Login

Les anomalies génétiques qui impactent le troupeau laitier français

Toutes races confondues, 400 à 600 déclarations d’anomalies sont remontées annuellement auprès de l’Observatoire national des anomalies bovines (Onab).

Toutes races confondues, ce sont entre 400 et 600 déclarations d’anomalies qui sont remontées annuellement auprès de l’Observatoire national des anomalies bovines (Onab). Les organismes de sélection (OS) et les entreprises de sélection (ES) travaillent en collaboration avec l’Onab afin de limiter leur propagation. Retrouvez les principales anomalies actuellement présentes sur le troupeau laitier français et leurs impacts sur les animaux.

Vous devez vous inscrire pour consulter librement tous les articles.

Avec le développement croissant de la sélection génétique et du génotypage en races bovines ces dernières années, les anomalies génétiques sont plus que jamais traquées. Stéphanie Minery, ingénieure en variabilité génétique à l’Institut de l’Elevage (Idele) et Cécile Grohs, ingénieure en génétique animale à l’Institut National de Recherche pour l’Agriculture et l’Environnement (INRAE), toutes deux animatrices de l’Observatoire national des anomalies bovines (Onab), informent de la « nécessité à déclarer les anomalies sur les bovins observées en élevage, à des fins de recherche. Les éleveurs sont parfois réticents à déclarer ce genre de choses, mais ils n’ont aucune contrainte sanitaire à redouter par la suite, insistent-elles. Avant de poursuivre : « Les techniciens d’organismes de sélection (OS) et des centres d’insémination (CIA), éleveurs, ou encore vétérinaires sont tous à même de renseigner les cas observés. »

« L’Onab détient un rôle de surveillance et de donneur d’alerte, dans le cas où une anomalie est relevée comme étant en croissance.

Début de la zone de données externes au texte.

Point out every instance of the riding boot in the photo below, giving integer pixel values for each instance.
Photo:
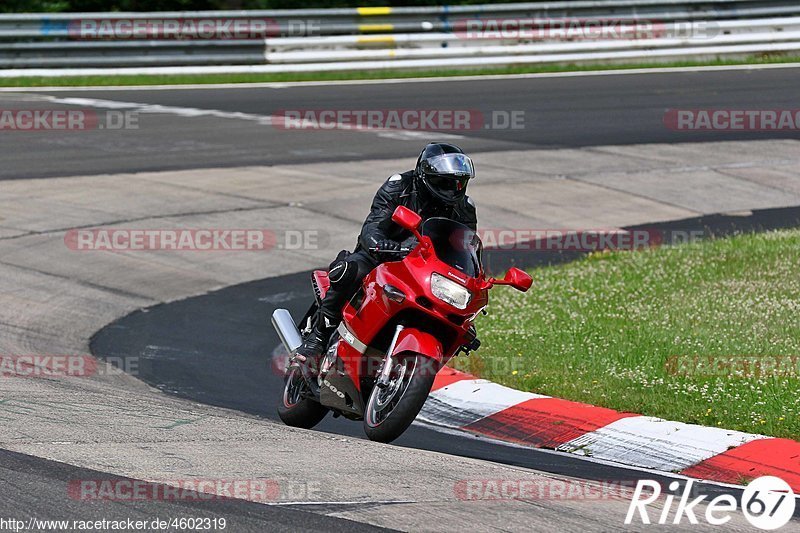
(316, 341)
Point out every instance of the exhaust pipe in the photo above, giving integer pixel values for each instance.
(287, 330)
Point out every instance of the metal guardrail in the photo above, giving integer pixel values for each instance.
(373, 38)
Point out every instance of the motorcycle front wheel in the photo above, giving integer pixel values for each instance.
(390, 410)
(295, 409)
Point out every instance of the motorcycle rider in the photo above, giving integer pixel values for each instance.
(435, 188)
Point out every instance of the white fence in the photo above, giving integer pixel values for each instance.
(303, 40)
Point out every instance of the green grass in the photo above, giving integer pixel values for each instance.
(601, 330)
(362, 75)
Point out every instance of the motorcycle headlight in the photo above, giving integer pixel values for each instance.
(449, 291)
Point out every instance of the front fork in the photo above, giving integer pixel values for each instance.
(386, 367)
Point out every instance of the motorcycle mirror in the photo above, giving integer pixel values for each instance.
(519, 279)
(407, 219)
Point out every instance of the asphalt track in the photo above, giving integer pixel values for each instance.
(558, 112)
(217, 349)
(185, 348)
(41, 492)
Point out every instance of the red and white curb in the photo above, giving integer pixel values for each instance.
(460, 401)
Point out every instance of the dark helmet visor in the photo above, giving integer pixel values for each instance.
(456, 165)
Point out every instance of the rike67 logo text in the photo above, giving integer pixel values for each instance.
(768, 503)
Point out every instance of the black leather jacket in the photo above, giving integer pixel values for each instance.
(402, 189)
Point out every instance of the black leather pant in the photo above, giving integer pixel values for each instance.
(344, 285)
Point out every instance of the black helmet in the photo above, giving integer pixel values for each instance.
(445, 170)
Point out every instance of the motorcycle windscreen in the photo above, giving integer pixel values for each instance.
(455, 244)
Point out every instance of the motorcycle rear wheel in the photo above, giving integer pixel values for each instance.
(392, 409)
(296, 410)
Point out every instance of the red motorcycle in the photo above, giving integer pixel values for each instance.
(409, 318)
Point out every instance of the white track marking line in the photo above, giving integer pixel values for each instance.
(393, 81)
(264, 120)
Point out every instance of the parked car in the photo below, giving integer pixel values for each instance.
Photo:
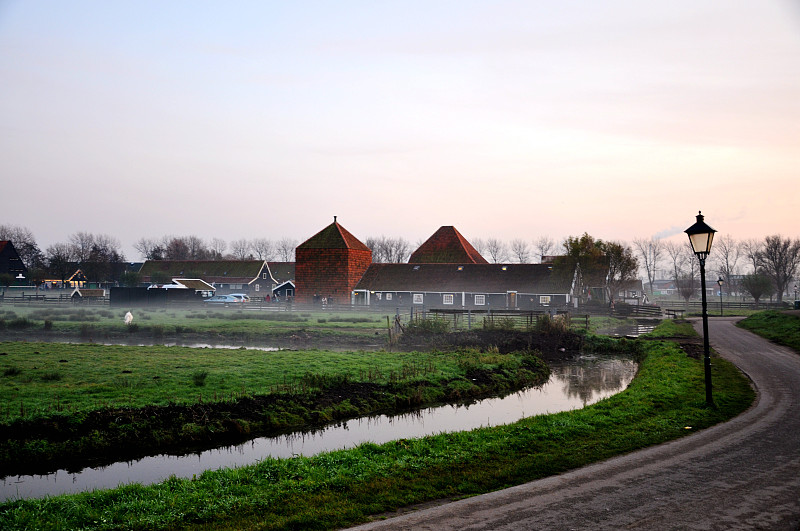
(224, 300)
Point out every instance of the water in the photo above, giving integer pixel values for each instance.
(572, 385)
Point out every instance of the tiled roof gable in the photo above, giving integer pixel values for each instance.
(446, 246)
(334, 236)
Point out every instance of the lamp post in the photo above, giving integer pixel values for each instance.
(700, 237)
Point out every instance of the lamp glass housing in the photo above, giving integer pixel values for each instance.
(700, 236)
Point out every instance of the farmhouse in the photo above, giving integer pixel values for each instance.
(252, 277)
(329, 265)
(446, 271)
(462, 286)
(10, 262)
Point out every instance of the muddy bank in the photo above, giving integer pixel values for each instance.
(105, 436)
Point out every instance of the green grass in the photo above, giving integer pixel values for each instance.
(41, 379)
(219, 321)
(780, 327)
(673, 328)
(332, 490)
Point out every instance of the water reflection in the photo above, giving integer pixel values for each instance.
(573, 384)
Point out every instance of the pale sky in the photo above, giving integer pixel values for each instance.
(507, 119)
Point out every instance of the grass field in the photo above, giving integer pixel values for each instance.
(40, 379)
(337, 489)
(780, 327)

Les organismes de sélection des différentes races sont tenus de faire les tests en cas de suspicion d’anomalie, et de gérer les accouplements », explique Stéphanie Minery.

Dans la pratique, lorsqu’une anomalie est constatée, une fiche de déclaration avec les caractéristiques observées doit être renseignée et communiquée à l’Onab. Si le bovin a été génotypé, sa cartographie génétique va être comparée à celle d’un bovin sain pour identifier quelle région du génome est défaillante. Le cas échéant, des extractions d’ADN sont réalisées pour être étudiées. Ces déclarations n’ont aucun caractère obligatoire, mais elles aident à l’identification et à l’éradication des anomalies. « On ne peut les gérer que si c’est du collectif, déclare Stéphanie Minery, parce que les déclarations sont traitées à partir de trois observations de cas similaires. Les travaux de recherche sont conduits dans le cadre du l’UMT eBis au sein de l’INRAE GABI de Jouy-en-Josas ».

Syndrôme spastique périodique ou « maladie des crampes » en Holstein

Ce syndrôme consiste en une « contraction soudaine et involontaire des muscles d’un ou des deux membres postérieurs, de manière épisodique, répétée, et quand l’animal est debout », détaille l’Onab. Le sexe de l’animal n’influe pas, mais l’âge et la race oui !

Ces dernières années, il semble y avoir une recrudescence du syndrôme spastique périodique, notamment chez les bovins de race Prim’Holstein âgés de plus de 3 ans, selon l’Onab. « Sur les 500 déclarations réalisées sur notre site internet entre janvier et octobre, 107 concernaient des symptômes semblables à ceux du SSP », déclare Stéphanie Minery. Aux États-Unis et au Canada, cette affection est considérée comme ayant une composante héréditaire.

Anomalie de la face en Montbéliarde

Les anomalies de la face en race Montbéliarde sont congénitales, c’est-à-dire qu’elles sont présentes à la naissance de l’animal. Ce « défaut" « intervient aux stades de développement fœtaux qui correspondent à la formation des organes, et sous-tend un défaut de fusion des tissus de type fissure. Depuis 2014, plus de 40 cas d’animaux présentant une anomalie au niveau des narines, du palais ou du museau, ont été remontés », d’après le site de l’Onab.

« Autrement, les animaux sont normaux et dans le cas où le palais est bien fermé, la carrière de l’animal n’est pas modifiée », déclare Stéphanie Minery. Les animaux sont tout de même viables pour la production (laitière et viande).

« Une cartographie a été entreprise pour mettre en évidence le déterminisme génétique et identifier une zone du génome responsable. Deux zones ont été identifiées, ce qui laisse entendre que plusieurs gènes pourraient combiner leurs actions pour créer ce phénotype. »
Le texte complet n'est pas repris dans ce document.